Scientists Discover Unusual Changes In Exploded Stars In Nearby Galaxy

A new study has surprised astronomers after unusual changes were spotted in the remains of exploded stars in a nearby galaxy. Instead of fading steadily over time as expected, many of these stellar remnants showed dramatic changes in brightness, leading researchers to investigate what could be causing the unexpected behaviour, reported NASA.

The findings were presented at the American Astronomical Society meeting in Pasadena, California, and published in The Astrophysical Journal.

Astronomers used NASA's Chandra X-ray Observatory to study the nearby galaxy Messier 83 (M83), located about 15 million light-years from Earth. The galaxy is forming stars at a high rate, making it an important place to study stellar explosions. Researchers analysed 14 years of Chandra observations collected between 2000 and 2014.

Supernova remnants are the clouds of hot gas left behind after massive stars explode. Scientists expected these remnants, especially those older than about 100 years, to slowly fade in X-ray brightness over time. However, the new observations revealed something very different.

The research team found that about half of the 22 X-ray sources linked to supernova remnants changed significantly in brightness during the 14-year observation period. This result was completely unexpected.

Andrea Prestwich of the Catholic University of America, who led the study, said the team already knew that individual X-ray sources could vary dramatically. However, finding that so many supernova remnants behaved this way came as a real surprise. She added that something unusual is happening in these objects, but identifying the exact cause remains difficult because M83 is too far away to observe them in greater detail.
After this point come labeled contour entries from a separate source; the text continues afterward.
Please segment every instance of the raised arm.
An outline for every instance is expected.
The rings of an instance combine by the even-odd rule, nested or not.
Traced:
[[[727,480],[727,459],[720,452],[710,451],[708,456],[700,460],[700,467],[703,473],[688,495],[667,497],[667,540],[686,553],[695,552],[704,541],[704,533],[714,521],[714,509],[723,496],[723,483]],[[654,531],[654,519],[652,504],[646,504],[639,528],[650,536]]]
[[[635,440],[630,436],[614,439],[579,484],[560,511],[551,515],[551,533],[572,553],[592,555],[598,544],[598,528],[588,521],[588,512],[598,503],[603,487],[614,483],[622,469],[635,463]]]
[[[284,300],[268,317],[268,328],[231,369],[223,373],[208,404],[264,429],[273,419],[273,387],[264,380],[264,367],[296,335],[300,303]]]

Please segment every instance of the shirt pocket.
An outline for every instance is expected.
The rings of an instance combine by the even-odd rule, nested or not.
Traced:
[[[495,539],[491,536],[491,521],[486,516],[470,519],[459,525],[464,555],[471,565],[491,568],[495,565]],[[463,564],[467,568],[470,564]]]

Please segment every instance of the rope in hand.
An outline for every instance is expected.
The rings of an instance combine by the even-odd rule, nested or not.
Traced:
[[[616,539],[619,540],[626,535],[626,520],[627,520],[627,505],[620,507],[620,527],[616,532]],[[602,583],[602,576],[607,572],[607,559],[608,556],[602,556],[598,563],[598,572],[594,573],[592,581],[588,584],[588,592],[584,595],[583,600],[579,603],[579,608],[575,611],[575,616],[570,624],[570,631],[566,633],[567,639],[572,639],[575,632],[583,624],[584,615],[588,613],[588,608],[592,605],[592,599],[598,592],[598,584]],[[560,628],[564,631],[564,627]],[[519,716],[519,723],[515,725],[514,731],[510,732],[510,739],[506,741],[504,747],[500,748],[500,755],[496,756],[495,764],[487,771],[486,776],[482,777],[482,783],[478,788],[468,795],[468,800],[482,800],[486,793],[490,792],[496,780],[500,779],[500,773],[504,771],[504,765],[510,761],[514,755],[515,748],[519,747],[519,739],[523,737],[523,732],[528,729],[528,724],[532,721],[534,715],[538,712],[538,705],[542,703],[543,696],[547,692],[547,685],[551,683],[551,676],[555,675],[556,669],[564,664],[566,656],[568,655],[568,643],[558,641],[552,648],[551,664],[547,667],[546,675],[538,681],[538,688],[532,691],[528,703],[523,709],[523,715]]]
One of the 22 variable supernova remnants has a simple explanation. Known as SN 1957D, it is the debris from a supernova first observed nearly 70 years ago. Scientists believe it is crashing into material surrounding the explosion site, creating the observed X-ray flares. However, researchers said this explanation does not apply to the remaining objects, as there is no evidence suggesting that all of them were formed within the last century.

The researchers believe the most likely explanation is that they have discovered a population of surviving stars that remained alive after their companion stars exploded in supernova events. In this scenario, each system originally consisted of two massive stars orbiting one another. The larger star eventually collapsed and exploded, leaving behind either a black hole or an extremely dense neutron star, while its companion survived.

Scientists said this material becomes extremely hot because of the strong gravitational pull, producing the X-rays detected by Chandra. These systems are known as high-mass X-ray binaries (HMXBs) and are among the most variable X-ray sources in the universe. Researchers believe they may be responsible for the brightness changes observed in M83.

Astronomers have known about HMXBs for many years, but researchers said what makes the M83 discoveries unusual is their connection with supernova remnants. Previously, only a small number of supernova remnants linked with HMXBs had been identified across all galaxies. Finding more than 20 strong candidates in a single galaxy is unprecedented.

The study also found that the variable supernova remnants are located in regions containing higher concentrations of massive stars than other parts of M83. Researchers said this strengthens the possible connection between the remnants and HMXBs.

Scientists also suggested another possible explanation. Instead of pulling material from a surviving companion star, the black hole or neutron star could be recapturing some of the material that was blasted outward during the original explosion.